My name is Moose, I’m from Washington DC, and I’m aware of a feeling of calm and peace.
Celebrate the Body Erotic was, as always, a fantastic experience. Slightly smaller group, I think (28, including the staff), but the energy was fantastic. My impression was that while there were, as always, some men with wounds to explore, there seemed to be less crying and more laughter this time around on Sunday (for those who haven’t been, on the final day there’s a long, focused massage that frequently is a very strong emotional experience for those being massaged).

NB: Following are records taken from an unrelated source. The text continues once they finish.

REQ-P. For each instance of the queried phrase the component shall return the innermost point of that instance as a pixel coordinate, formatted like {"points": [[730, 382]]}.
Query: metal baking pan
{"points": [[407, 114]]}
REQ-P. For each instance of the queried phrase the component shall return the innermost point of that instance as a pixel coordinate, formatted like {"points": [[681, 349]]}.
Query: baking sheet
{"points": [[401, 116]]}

For my own part, I did laugh again on Sunday, but not quite as much as I did the previous two times I’ve done this workshop. The laughter started earlier in the session, but it died down and the feeling I got was more one of energy building up inside, like the qi (probably more specifically jing qi) kept accumulating until the end when I had to gather and release it upward (away from other participants). I repeatedly had to throw the energy off – it was too much to hold onto for long. But while I had it and could play with it? Wow. Even now the thought makes me tingle.
The time spent down, with good food, friendly men, fresh air, good sleep, and lots and lots of touch was exactly what I needed. With this foot injury I have been withdrawn from my body, ignoring it while it healed, and not living inside of it. Not a healthy thing to do. So getting back to that, and reconnecting with it was precisely what I needed right now (though my “you-haven’t-been-running” calves are now telling me how much I haven’t been using them today!). I’m very glad I had made the decision to do this session this year. I think I’d like to do one of the week-long ones this upcoming year.
I highly recommend these to anyone and everyone (and yes, they have them for straight folks and couples, too). It’s not going to be everyone’s cup of tea, but I have found it very useful in my life.
So today I’m just sort of lounging and processing. I’ll do some errands later, but in the meantime I’m enjoying just being.